Devant les réactions négatives suscitées par cette cagnotte, Leetchi a dû répondre aux interpellations de nombreux internautes, lesquels ont, le plus souvent, mis en cause la légalité d’une telle initiative. L’un d’eux, citant la loi de 1881 sur la liberté de la presse, a ainsi rappelé qu’il est « interdit « d’ouvrir ou d’annoncer publiquement des souscriptions ayant pour objet d’indemniser des amendes, frais et dommages-intérêts prononcés par des condamnations judiciaires, en matière criminelle et correctionnelle, sous peine de six mois d’emprisonnement et de 45.000 euros d’amende, ou de l’une de ces deux peines seulement. »

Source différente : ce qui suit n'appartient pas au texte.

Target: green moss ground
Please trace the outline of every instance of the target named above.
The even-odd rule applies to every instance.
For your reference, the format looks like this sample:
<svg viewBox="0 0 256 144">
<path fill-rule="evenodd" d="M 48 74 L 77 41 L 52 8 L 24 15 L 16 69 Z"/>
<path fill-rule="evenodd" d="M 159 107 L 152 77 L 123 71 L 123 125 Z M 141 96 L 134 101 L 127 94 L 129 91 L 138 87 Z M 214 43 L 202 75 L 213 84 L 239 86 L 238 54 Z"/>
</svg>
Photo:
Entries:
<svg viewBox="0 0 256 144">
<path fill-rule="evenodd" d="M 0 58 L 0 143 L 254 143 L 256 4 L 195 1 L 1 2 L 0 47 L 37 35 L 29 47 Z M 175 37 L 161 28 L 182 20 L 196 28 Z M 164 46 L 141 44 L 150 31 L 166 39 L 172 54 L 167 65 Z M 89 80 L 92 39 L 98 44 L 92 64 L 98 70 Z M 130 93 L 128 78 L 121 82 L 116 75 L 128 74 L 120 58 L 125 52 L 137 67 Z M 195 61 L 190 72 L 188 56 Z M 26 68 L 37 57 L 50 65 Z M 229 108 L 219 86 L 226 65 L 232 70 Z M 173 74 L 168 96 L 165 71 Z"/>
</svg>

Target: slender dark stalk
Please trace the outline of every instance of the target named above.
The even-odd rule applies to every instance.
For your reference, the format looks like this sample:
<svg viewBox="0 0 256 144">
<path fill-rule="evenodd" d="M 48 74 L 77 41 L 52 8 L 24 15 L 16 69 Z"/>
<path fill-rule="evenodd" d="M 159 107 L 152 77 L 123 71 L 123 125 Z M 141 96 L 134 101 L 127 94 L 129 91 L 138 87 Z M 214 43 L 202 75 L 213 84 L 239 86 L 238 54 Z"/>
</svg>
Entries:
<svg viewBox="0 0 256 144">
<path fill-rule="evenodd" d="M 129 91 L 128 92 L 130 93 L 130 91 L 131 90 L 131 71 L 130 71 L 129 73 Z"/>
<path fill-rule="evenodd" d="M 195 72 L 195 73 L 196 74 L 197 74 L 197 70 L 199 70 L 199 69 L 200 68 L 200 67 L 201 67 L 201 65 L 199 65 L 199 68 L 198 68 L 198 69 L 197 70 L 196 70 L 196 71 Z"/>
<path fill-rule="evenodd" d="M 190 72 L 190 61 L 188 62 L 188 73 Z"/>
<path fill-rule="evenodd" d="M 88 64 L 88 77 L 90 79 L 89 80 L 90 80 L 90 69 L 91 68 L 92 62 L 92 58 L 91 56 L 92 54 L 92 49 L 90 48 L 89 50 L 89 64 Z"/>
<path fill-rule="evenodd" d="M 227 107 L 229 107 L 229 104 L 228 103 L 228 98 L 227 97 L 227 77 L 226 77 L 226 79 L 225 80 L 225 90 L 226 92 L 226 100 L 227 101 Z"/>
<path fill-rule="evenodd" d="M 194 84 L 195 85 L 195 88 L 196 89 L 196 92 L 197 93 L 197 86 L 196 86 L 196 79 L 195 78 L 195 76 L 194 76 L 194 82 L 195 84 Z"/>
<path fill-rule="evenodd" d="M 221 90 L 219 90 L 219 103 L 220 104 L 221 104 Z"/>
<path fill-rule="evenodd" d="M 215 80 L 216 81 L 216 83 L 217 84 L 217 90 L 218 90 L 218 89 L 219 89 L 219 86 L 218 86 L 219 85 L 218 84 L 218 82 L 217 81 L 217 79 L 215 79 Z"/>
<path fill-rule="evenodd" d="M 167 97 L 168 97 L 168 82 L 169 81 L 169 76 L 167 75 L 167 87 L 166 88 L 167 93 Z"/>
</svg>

« Aujourd’hui elle [la cagnotte] est légale puisqu’aucune peine n’a pour l’heure été prononcée. Nous avons l’habitude de ce genre de cas et sommes très vigilants au respect de la loi », a répondu Leetchi.

Mais, finalement, ce site de financement participatif s’est fendu d’un communiqué pour annoncer que la cagnotte ouverte au bénéfice de M. Dettinger « n’accepte désormais plus de contributions. »

« Leetchi s’engage à ce que les fonds collectés sur la cagnotte de soutien à Christophe Dettinger servent uniquement à financer les frais de justice conformément à nos CGU et à la législation en vigueur. En effet, nos CGU proscrivent toute incitation à la haine ou à la violence. Compte tenu des actes reprochés à Christophe Dettinger, aucune autre utilisation de la cagnotte ne saurait être acceptée. Le transfert des fonds ne sera ainsi effectué que sur présentation de justificatifs (Devis et Notes d’honoraires de l’Avocat). L’argent sera reversé directement sur le compte dédié de l’avocat et ce sans aucun intermédiaire », a expliqué l’entreprise.

Quoi qu’il en soit, selon l’article 222-12 du Code pénal, M. Dettinger risque une peine de cinq ans d’emprisonnement et de 75.000 euros d’amende s’il est reconnu coupable d’avoir commis des violences ayant entraîné une incapacité totale de travail pendant plus de huit jours contre une « personne dépositaire de l’autorité publique. »

Par ailleurs, et selon les chiffres donnés par le Premier ministre, Édouard Philippe, il y a déjà plus de 1.000 condamnation et 5.600 gardes à vue depuis le début du mouvement des « gilets jaunes ». En outre, il aussi annoncé un durcissement de loi contre les casseurs. Enfin, pour le prochain « acte », le 12 janvier, 80.000 membres des forces de l’ordre seront mobilisés afin de « garantir l’ordre public ».

À noter que le président de la région PACA, Renaud Muselier, a décidé d’ouvrir une cagnotte en soutien aux 1.050 membres des forces de l’ordre blessés au cours du mouvement des « gilets jaunes ». « Depuis plus de huit semaines, nos forces de l’ordre sont surexposées [https://www.leetchi.com/c/soutien-fdo]. Sans relâche, celles et ceux qui mettent leur vie en danger pour protéger la nôtre et faire respecter l’ordre républicain en France font face à un déferlement de violence et de haine absolument intolérable », a-t-il fait valoir, avant de réclamer des sanctions « avec la plus grande fermeté » envers ces « comportements ultra-violents ». À 14H30, un peu plus de 47.000 euros avaient été récoltés.